It just so happens that I observed a “march against poverty” staged by AmericanPoverty.org, an organization of photojournalists committed to poverty alleviation in the United States. Criticizing activism always feels wrong but I don’t think that it is always wrong. The march felt rather more like an art project than a sincere gathering of like-minded people concerned about poverty in America. It seemed more people were carrying expensive cameras than signs.
I walked alongside the march for a while, listened to the young woman in front trying to get people to join the march with an offer of “free pizza” afterwards. Most flipped between seemingly unrelated chants and several recoiled when one young man aggressively shouted that we needed money for housing and education, not wars and corporations. I heard more than one say that he needed to tone it down.

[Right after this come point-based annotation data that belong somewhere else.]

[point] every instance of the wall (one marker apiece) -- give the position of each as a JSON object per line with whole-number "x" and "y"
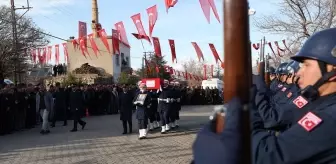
{"x": 104, "y": 59}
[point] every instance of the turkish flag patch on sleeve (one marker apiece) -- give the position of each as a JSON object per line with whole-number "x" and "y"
{"x": 283, "y": 89}
{"x": 310, "y": 121}
{"x": 300, "y": 102}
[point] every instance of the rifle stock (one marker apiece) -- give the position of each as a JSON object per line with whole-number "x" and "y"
{"x": 238, "y": 74}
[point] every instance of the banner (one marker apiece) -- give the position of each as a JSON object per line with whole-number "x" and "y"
{"x": 103, "y": 38}
{"x": 65, "y": 50}
{"x": 121, "y": 29}
{"x": 198, "y": 51}
{"x": 57, "y": 54}
{"x": 206, "y": 9}
{"x": 138, "y": 24}
{"x": 93, "y": 44}
{"x": 82, "y": 29}
{"x": 214, "y": 52}
{"x": 152, "y": 17}
{"x": 172, "y": 49}
{"x": 115, "y": 41}
{"x": 157, "y": 47}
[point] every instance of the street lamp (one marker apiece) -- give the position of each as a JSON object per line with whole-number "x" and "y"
{"x": 251, "y": 11}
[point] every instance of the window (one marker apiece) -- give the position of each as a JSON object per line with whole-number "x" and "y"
{"x": 117, "y": 60}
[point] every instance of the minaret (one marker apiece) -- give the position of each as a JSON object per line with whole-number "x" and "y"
{"x": 95, "y": 21}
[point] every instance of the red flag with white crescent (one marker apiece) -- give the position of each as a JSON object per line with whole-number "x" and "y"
{"x": 138, "y": 24}
{"x": 49, "y": 54}
{"x": 198, "y": 51}
{"x": 57, "y": 54}
{"x": 103, "y": 37}
{"x": 115, "y": 41}
{"x": 214, "y": 9}
{"x": 152, "y": 17}
{"x": 65, "y": 51}
{"x": 157, "y": 47}
{"x": 82, "y": 29}
{"x": 122, "y": 32}
{"x": 82, "y": 46}
{"x": 206, "y": 9}
{"x": 172, "y": 49}
{"x": 214, "y": 52}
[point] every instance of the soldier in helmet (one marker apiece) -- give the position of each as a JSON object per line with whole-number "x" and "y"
{"x": 164, "y": 105}
{"x": 143, "y": 104}
{"x": 176, "y": 105}
{"x": 310, "y": 139}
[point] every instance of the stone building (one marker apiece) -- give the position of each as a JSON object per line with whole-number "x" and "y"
{"x": 112, "y": 63}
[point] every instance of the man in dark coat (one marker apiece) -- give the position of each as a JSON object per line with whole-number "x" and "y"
{"x": 126, "y": 109}
{"x": 77, "y": 107}
{"x": 60, "y": 105}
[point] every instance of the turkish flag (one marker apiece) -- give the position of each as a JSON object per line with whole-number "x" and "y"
{"x": 198, "y": 51}
{"x": 152, "y": 17}
{"x": 122, "y": 32}
{"x": 115, "y": 41}
{"x": 103, "y": 37}
{"x": 93, "y": 44}
{"x": 206, "y": 9}
{"x": 138, "y": 24}
{"x": 214, "y": 9}
{"x": 170, "y": 3}
{"x": 140, "y": 36}
{"x": 172, "y": 49}
{"x": 49, "y": 54}
{"x": 82, "y": 29}
{"x": 157, "y": 46}
{"x": 65, "y": 51}
{"x": 57, "y": 54}
{"x": 214, "y": 52}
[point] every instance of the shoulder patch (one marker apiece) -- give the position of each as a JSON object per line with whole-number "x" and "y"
{"x": 300, "y": 102}
{"x": 309, "y": 121}
{"x": 283, "y": 89}
{"x": 289, "y": 94}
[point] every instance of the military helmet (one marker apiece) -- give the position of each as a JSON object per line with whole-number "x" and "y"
{"x": 292, "y": 67}
{"x": 281, "y": 68}
{"x": 271, "y": 70}
{"x": 321, "y": 46}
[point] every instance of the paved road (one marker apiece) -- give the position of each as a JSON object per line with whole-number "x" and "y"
{"x": 102, "y": 143}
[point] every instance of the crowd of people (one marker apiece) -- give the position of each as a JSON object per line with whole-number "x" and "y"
{"x": 21, "y": 106}
{"x": 292, "y": 120}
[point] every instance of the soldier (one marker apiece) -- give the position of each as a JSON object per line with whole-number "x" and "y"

I don’t know anyone involved in the march, so I can’t say how well they understand the issues of poverty in America, but their reactions to those ideas and their tenor in the march felt out of place with the issue. My understanding is that they were all undergraduates from a couple of classes at the same school, so I have to wonder how much practical experience any of them yet have with household economies, much less with the realities of making spending decisions when your income is well below the minimum you might actually need to spend this month. I’ve never been that broke myself, but I’ve represented clients who are. I’ve had to try to maneuver them through the court system.
I’m not suggesting the marches lacked compassion or lacked the capacity for engaged and informed political thought/action. I just did not get the sense that either compassion or informed political thought brought any of them to the march that day.
I’ve been in marches–mostly abortion rights rallies–with strangers, and I’ve served as a legal observer for rallies and marches and they’ve all seemed more present than the people were in this case. This was the first group that seemed so uninvolved with their own effort. I find this very curious. I wonder: is it better to convince a bunch of people to march with signs when they have no strong feelings on the matter or is it better leave the agitating to people who care deeply?
My very first political action ever was the second or third Day without Art–I don’t recall which year of college it was–which overlapped World AIDS day. We dressed in all black, pinned white mouthless masks all over our clothes, and refused to speak, handing fliers explaining how silence=death and what HIV and AIDS were doing to communities and even students at our school to anyone who asked what was going on. We drove to the state capitol and laid on the lawn with candles, dramatically extinguished, for Night Without Lights.
It was so long ago, now, that any conceit that I remember my motivations or the extent of my political agency is silly. But I did, at the time, have–quite literally–at my fingertips the facts and figures which were supposed to spur us all to necessary action. I had them; I knew them; I believed them and I cared to share them. I volunteered with AIDS Services of Austin for many years, then moved and, eventually, focused on other causes.
I suppose that’s how it goes with all but the most extraordinary people.